Looked at both citations and all, including the hooks. ALT1 is more interesting than ALT0 (Although both are in their own way), so I'm choosing that. However, Earwig's Copyvio Detector shows a 84.5% chance of similarly with the UK Human Rights Blog. Check here for reference and see where you can make the edits to avoid plagiarism issues. Ominae (talk) 02:40, 16 March 2021 (UTC)Reply
@Ominae: Thanks for your review. I've looked at the plagiarism detector, but the match appears to be because of the block quotes that are used in the article, which highlight the important parts of what the judges thought and are taken from the judgments (and cited as such). I'd looked at other Wikipedia pages on law cases, and they've also seem to make use of block quotes. The article also uses and cites the Human Rights Blog in the 'Significance' section. In light of this, would keeping the article in its current state be acceptable? Bibliopole5795 (talk) 00:39, 17 March 2021 (UTC)Reply
I have added the missing quotes identified by the copyvio detector and added a "citation needed". I think you ask a lot of the reviewer to not identify the specific clause you use to back up your hooks. I didnt intend to do a review but it took a while to unpick.

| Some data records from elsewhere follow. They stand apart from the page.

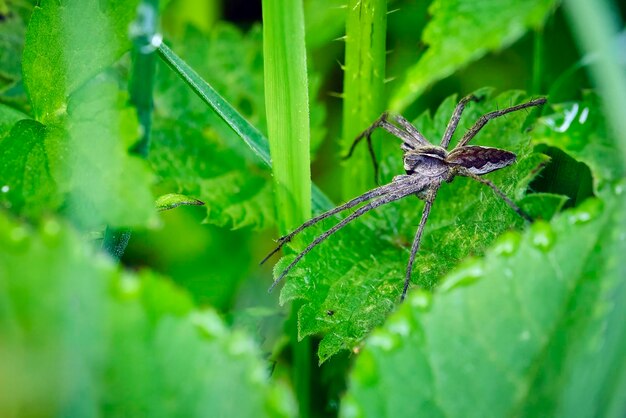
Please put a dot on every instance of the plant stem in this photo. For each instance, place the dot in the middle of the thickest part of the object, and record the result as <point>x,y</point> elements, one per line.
<point>363,85</point>
<point>538,51</point>
<point>246,131</point>
<point>596,28</point>
<point>287,108</point>
<point>143,31</point>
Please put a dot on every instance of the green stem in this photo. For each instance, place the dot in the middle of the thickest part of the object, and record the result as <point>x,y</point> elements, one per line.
<point>538,52</point>
<point>246,131</point>
<point>287,109</point>
<point>143,31</point>
<point>364,79</point>
<point>596,29</point>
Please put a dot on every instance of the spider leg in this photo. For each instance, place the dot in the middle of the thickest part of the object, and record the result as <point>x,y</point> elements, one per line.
<point>455,118</point>
<point>482,121</point>
<point>430,198</point>
<point>397,194</point>
<point>408,126</point>
<point>398,182</point>
<point>500,193</point>
<point>382,122</point>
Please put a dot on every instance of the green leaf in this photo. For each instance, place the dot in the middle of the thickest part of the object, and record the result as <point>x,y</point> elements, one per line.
<point>533,329</point>
<point>174,200</point>
<point>108,343</point>
<point>12,30</point>
<point>199,152</point>
<point>69,44</point>
<point>579,129</point>
<point>28,185</point>
<point>359,272</point>
<point>462,31</point>
<point>80,165</point>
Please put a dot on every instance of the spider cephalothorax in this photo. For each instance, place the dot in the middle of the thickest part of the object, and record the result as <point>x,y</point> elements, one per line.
<point>427,166</point>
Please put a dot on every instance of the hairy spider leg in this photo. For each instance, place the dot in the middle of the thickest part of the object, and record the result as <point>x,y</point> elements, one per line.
<point>379,191</point>
<point>382,122</point>
<point>430,198</point>
<point>482,121</point>
<point>412,130</point>
<point>455,118</point>
<point>398,194</point>
<point>499,192</point>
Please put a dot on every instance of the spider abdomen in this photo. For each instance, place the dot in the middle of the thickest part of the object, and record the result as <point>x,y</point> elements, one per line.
<point>426,162</point>
<point>480,160</point>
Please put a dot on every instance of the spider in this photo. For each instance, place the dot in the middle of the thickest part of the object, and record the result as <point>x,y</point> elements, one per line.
<point>427,166</point>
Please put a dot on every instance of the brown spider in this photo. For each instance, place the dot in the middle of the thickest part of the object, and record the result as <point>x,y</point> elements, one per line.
<point>426,166</point>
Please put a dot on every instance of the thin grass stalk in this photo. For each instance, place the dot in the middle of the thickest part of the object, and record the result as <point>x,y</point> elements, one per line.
<point>287,109</point>
<point>363,88</point>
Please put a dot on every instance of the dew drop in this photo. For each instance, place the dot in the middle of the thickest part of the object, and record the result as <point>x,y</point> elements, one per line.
<point>542,236</point>
<point>129,286</point>
<point>18,234</point>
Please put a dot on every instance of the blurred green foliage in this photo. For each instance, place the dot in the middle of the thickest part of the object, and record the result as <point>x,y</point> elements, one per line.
<point>509,319</point>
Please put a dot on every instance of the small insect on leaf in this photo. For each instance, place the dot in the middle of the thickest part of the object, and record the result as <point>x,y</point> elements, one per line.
<point>427,167</point>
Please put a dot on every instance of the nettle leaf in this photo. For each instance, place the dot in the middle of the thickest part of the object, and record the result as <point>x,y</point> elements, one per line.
<point>12,30</point>
<point>359,272</point>
<point>539,332</point>
<point>194,151</point>
<point>80,164</point>
<point>9,117</point>
<point>109,343</point>
<point>68,44</point>
<point>579,129</point>
<point>462,31</point>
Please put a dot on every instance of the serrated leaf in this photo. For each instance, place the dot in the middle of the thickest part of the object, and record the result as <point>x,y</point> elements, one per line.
<point>579,129</point>
<point>173,200</point>
<point>462,31</point>
<point>80,164</point>
<point>359,272</point>
<point>536,334</point>
<point>69,43</point>
<point>12,30</point>
<point>108,343</point>
<point>188,150</point>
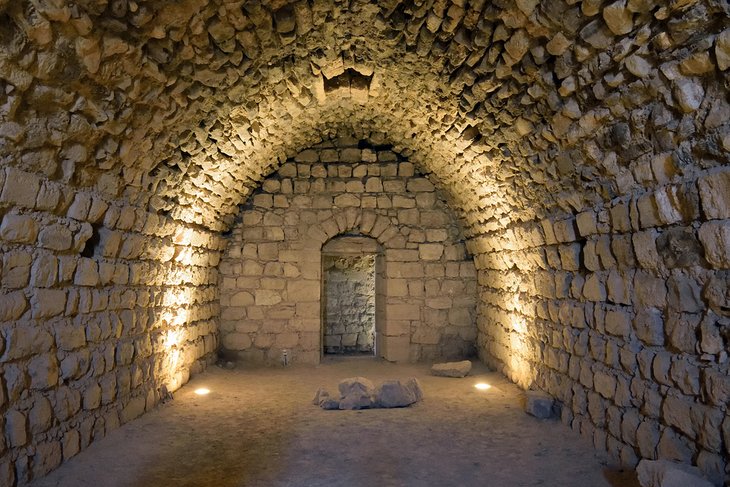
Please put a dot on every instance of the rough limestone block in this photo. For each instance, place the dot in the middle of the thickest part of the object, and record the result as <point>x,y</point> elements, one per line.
<point>452,369</point>
<point>18,228</point>
<point>394,394</point>
<point>665,473</point>
<point>715,195</point>
<point>539,404</point>
<point>715,238</point>
<point>21,188</point>
<point>16,430</point>
<point>356,393</point>
<point>722,50</point>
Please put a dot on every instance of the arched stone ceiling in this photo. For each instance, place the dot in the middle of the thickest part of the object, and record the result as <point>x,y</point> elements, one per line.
<point>186,105</point>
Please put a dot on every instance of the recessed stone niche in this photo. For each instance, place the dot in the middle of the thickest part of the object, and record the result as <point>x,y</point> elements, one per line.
<point>350,291</point>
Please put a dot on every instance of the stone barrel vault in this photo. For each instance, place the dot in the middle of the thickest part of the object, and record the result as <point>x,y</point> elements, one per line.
<point>153,212</point>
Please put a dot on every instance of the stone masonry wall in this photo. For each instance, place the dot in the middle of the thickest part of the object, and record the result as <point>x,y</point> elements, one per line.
<point>349,303</point>
<point>101,304</point>
<point>271,272</point>
<point>620,308</point>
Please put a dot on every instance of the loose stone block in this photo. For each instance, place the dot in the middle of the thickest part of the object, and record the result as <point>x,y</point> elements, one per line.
<point>452,369</point>
<point>539,404</point>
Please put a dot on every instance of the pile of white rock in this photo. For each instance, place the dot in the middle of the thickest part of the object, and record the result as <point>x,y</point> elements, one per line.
<point>361,393</point>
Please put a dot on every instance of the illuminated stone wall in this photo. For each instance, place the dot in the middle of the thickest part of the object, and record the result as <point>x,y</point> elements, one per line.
<point>101,304</point>
<point>271,272</point>
<point>537,121</point>
<point>348,304</point>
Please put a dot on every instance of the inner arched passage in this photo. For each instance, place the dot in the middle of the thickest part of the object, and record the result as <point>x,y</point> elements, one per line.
<point>271,274</point>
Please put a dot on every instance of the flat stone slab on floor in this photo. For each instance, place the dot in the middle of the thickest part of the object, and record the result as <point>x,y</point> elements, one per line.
<point>361,393</point>
<point>452,369</point>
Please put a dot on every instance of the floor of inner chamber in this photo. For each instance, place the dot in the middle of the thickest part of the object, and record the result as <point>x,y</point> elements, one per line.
<point>258,427</point>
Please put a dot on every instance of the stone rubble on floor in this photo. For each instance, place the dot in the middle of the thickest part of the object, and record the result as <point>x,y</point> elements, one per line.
<point>361,393</point>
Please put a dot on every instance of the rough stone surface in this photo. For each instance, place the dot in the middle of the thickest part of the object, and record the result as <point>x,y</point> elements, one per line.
<point>539,404</point>
<point>134,135</point>
<point>664,473</point>
<point>420,292</point>
<point>395,394</point>
<point>452,369</point>
<point>361,393</point>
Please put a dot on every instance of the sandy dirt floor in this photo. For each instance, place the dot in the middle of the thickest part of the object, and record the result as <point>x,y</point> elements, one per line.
<point>258,427</point>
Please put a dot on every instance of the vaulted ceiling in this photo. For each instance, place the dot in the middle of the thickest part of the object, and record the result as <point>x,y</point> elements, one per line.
<point>516,108</point>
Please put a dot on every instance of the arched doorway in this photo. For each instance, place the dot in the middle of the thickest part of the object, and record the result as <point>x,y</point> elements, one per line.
<point>352,295</point>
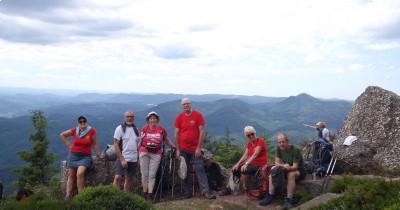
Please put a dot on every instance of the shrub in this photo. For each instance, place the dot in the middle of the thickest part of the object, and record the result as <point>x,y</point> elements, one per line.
<point>105,197</point>
<point>364,193</point>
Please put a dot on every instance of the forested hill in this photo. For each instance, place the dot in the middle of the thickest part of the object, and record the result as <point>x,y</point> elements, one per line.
<point>104,112</point>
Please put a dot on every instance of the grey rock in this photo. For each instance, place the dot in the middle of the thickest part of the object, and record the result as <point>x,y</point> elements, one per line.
<point>375,120</point>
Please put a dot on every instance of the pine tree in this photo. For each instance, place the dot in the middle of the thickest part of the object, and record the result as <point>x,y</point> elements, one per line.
<point>39,171</point>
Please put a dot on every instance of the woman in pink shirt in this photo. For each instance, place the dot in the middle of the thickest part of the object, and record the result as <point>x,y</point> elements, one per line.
<point>150,151</point>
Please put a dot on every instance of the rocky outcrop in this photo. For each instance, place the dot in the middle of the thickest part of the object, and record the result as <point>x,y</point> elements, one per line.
<point>375,120</point>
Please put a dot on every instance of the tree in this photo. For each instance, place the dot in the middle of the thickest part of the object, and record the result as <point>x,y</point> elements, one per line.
<point>39,171</point>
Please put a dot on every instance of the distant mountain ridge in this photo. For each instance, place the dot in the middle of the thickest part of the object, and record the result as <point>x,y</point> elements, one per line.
<point>104,111</point>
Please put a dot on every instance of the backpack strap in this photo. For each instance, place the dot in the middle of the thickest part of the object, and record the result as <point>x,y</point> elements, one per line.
<point>123,126</point>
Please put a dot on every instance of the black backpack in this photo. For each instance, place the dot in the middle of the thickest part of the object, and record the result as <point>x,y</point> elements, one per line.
<point>318,157</point>
<point>109,151</point>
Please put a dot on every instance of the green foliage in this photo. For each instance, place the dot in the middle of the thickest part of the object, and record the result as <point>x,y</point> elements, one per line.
<point>364,193</point>
<point>108,197</point>
<point>40,170</point>
<point>302,195</point>
<point>38,201</point>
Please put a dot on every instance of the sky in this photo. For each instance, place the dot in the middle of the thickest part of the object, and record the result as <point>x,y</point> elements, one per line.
<point>328,49</point>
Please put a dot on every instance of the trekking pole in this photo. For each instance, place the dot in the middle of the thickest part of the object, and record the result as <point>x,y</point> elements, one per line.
<point>160,181</point>
<point>173,172</point>
<point>329,166</point>
<point>193,174</point>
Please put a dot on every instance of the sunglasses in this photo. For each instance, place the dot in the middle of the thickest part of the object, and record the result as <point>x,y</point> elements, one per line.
<point>250,135</point>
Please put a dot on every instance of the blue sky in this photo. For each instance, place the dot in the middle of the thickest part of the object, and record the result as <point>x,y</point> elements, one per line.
<point>329,49</point>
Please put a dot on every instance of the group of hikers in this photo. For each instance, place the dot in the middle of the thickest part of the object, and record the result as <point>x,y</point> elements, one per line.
<point>144,147</point>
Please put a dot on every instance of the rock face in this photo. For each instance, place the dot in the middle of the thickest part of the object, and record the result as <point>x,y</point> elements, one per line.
<point>375,120</point>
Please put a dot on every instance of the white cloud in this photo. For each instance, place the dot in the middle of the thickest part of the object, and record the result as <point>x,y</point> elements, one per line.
<point>205,45</point>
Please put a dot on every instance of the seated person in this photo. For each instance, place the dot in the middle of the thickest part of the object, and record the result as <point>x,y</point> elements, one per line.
<point>290,159</point>
<point>254,157</point>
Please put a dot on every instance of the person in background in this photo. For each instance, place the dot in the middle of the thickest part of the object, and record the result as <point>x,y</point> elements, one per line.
<point>290,159</point>
<point>80,156</point>
<point>323,132</point>
<point>254,156</point>
<point>189,135</point>
<point>323,135</point>
<point>150,151</point>
<point>125,143</point>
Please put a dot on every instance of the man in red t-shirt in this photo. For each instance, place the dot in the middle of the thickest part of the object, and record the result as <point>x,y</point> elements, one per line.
<point>189,134</point>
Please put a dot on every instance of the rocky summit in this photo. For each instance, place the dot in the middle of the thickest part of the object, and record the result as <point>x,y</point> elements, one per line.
<point>375,120</point>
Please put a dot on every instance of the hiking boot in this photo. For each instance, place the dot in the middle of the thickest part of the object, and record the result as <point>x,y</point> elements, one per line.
<point>209,195</point>
<point>289,203</point>
<point>266,200</point>
<point>187,195</point>
<point>150,197</point>
<point>225,191</point>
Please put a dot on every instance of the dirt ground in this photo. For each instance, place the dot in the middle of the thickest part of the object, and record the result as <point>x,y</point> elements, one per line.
<point>230,202</point>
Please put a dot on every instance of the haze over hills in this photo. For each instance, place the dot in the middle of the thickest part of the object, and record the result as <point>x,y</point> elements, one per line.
<point>269,115</point>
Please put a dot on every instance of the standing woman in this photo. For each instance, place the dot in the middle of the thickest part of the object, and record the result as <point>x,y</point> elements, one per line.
<point>79,159</point>
<point>253,158</point>
<point>150,151</point>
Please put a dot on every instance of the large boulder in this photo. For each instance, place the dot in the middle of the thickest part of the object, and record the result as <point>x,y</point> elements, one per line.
<point>375,120</point>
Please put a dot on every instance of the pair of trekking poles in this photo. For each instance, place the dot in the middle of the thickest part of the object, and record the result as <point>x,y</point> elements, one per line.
<point>172,164</point>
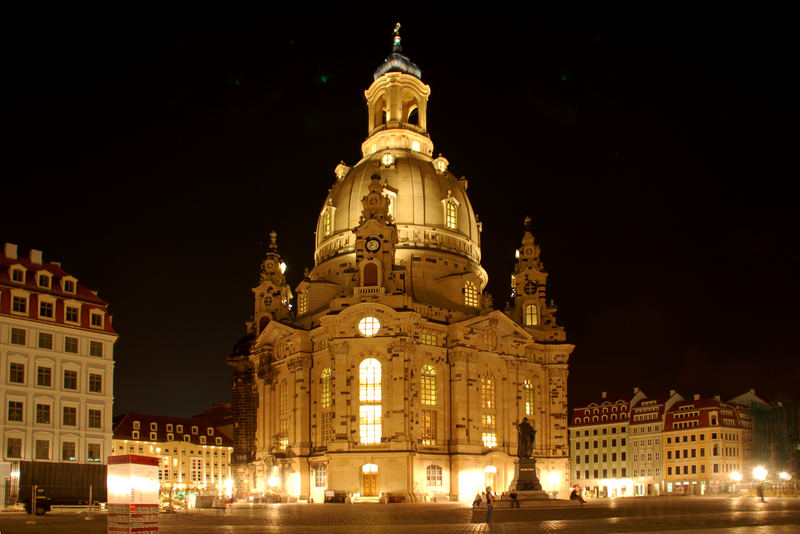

I have just read the entire judgement and I cannot see the place where they specifically and unilaterally agree on a duty of care to the public. In fact there are clauses that specifically warn against this. If you add "generally" to the first hook then its a goer as I have added a ref to where I think this is true. The citation needed has to be taken care of and as the DYKadvice says "strongly suggest" that a source is provided next time. ALT1 IMO doesnt explain the context of the blog comment quoted or the law that is being clarified, but it is a correct quote. I would suggest that the main hook could be ticked if you agree with my evaluation. Victuallers (talk) 14:43, 31 March 2021 (UTC) ALT2 would need some else to tick Victuallers (talk) 15:27, 31 March 2021 (UTC)Reply
@Victuallers: I've just had a re-read through of the judgment myself and I agree with what you said. I've re-wrote the first hook as ALT-3 to better fit what the judges actually said, in line with the quote you provided in the ref. As for ALT 2, I actually really like it and I think it might be better than what I originally wrote? I'd be happy to wait for another assessment to figure out which hook to use. Bibliopole5795 (talk) 01:05, 2 April 2021 (UTC)Reply
Alt1 is OK and Alt3 is better, but the nominator likes Alt2. Can someone review Alt2 please?